Bei Microsoft ist eine interessante Geschichte passiert: bekanntlich hat sich das Unternehmen in den vergangenen Jahren enorm darum bemüht, eine Kultur der offenen Kommunikation und des transparenten Austauschs über Blogs einzurichten. Von verschiedenen Seiten ist immer wieder anerkannt worden, dass diese Bemühungen von Erfolg gekrönt waren. Ein substanzieller Teil von Naked Conversations, dem Buch des ehemaligen Microsoft-Bloggers Robert Scoble und von Shel Israel, illustriert einerseits, wie sehr sich die Arbeit bei Microsoft durch Blogs und Blogger verändert hat.
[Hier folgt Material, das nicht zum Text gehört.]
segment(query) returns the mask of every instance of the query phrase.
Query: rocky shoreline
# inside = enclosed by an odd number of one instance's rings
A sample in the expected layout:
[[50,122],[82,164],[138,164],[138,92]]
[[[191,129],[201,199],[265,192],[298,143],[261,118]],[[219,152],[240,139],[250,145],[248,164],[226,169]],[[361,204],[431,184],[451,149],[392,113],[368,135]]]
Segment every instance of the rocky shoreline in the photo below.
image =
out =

Andererseits spricht das Buch aber auch davon, dass es im Unternehmen weiterhin viele Zweifler gibt, die dieser Kultur der Transparenz und des offenen Austausches nicht viel abgewinnen können.
Aufgrund der aktuelle Titelgeschichte von Wired sind beide Welten nun aufeinander geprallt: die Wired-Leute Fred Vogelstein und Chris Anderson ließen sich beeindrucken von den Veränderungen, die sich bei Microsoft abspielen und berichten darüber in Wired. Aufgrund eines Fehlers der PR-Agentur jedoch gelangt aus Versehen das interne PR-Dokument, welches detailliert die Beziehung zwischen Microsoft und Wired beschreibt und Handlungsanweisungen für den Umgang mit den Journalisten gibt, in die Hände der - genau! - Journalisten! Dieselben Leute also, die angetan davon berichten, welche Kultur der Offenheit und Transparenz bei Microsoft entsteht, erfahren, welche enormen internen und verborgenen Bemühungen dahinter stecken, diese Geschichten zu platzieren.
Beide sind unsicher, ob das nun gut oder schlecht, ehrlich oder unehrlich ist. Mir fällt es auch schwer, das grade zu bewerten. Interessant ist aber schon zu beobachten, wie eine 'Geschichte von Offenheit und Transparenz' mit viel intransparenter Arbeit hinter den Kulissen platziert und gefördert wird. Und das ist letzten Endes wohl auch verständlich: Nur weil ein Unternehmen offene Kommunikation zu betreiben versucht, ist es gegenüber Journalisten dennoch mit größter Sorgfalt darauf bedacht, dass die 'richtigen' Geschichten dazu geschrieben werden. Trotzdem: es wirkt irgendwie seltsam und unpassend.
Gefunden habe ich's bei Robert, Fred Vogelstein ist der Journalist, den es betrifft, und Chris Anderson ist nicht nur Autor von The Long Tail, sondern auch Chefredakteur bei Wired, und auch er macht sich seine Gedanken.